Our aim is to understand how and when parts of our eyes form, function and interact

Vision loss can occur through the effect of faulty genes we inherit from our parents as well as the accumulation of damage and the effect of various diseases throughout our lives.

Our ability to prevent and treat vision loss is closely linked with our knowledge of how eyes form, how they work and when and what is likely to go wrong. The availability of tissue to study during pregnancy and through adulthood is very limited. Our group is in a unique position, having access to eyes through resources such as the HDBR, a collaboration between our University and University College London, which collects samples from aborted embryos and foetuses with the mother's consent, and NHSBT.

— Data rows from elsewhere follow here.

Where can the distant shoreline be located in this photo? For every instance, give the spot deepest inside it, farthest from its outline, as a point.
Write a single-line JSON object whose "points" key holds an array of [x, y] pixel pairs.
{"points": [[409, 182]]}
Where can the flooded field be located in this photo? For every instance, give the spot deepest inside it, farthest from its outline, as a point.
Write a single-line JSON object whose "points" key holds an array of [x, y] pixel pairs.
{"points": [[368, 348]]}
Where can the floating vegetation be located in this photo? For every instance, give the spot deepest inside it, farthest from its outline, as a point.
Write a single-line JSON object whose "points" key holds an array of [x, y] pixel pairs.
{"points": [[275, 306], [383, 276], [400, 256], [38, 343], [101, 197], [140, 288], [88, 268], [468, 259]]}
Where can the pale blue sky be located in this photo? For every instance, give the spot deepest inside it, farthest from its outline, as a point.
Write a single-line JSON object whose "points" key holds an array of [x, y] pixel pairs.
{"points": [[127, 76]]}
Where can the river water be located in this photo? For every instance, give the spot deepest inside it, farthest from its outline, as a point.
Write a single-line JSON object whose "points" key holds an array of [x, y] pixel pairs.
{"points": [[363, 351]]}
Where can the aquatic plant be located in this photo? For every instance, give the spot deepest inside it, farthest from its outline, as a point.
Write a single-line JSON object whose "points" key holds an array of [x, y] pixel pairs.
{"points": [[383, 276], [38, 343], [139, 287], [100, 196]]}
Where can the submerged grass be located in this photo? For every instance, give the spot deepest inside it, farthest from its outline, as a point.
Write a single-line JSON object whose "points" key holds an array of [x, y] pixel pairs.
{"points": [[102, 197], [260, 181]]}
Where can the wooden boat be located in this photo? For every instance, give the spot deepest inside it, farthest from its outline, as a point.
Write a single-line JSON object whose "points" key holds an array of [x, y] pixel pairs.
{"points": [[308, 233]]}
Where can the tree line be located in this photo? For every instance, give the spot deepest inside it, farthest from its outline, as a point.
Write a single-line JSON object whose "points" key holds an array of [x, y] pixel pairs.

Our aim is to use these samples to understand how and when parts of our eyes form, function and interact, and look at the role of genes that cause loss of vision when faulty. This work commenced in 2011 and we have compiled images of and information on genes involved in the developing and adult eye, which we have reported in Mellough et al Development. 2019 Jan 29;146(2): dev169474). Funded by BBSRC, we have completed this work at the single cell level, generating new insights into the location of retinal progenitor cells during early human development (Dorgau et al. Nat Commun. 2024; 15:3567, Dorgau et al. iScience. 2024; 27:109397).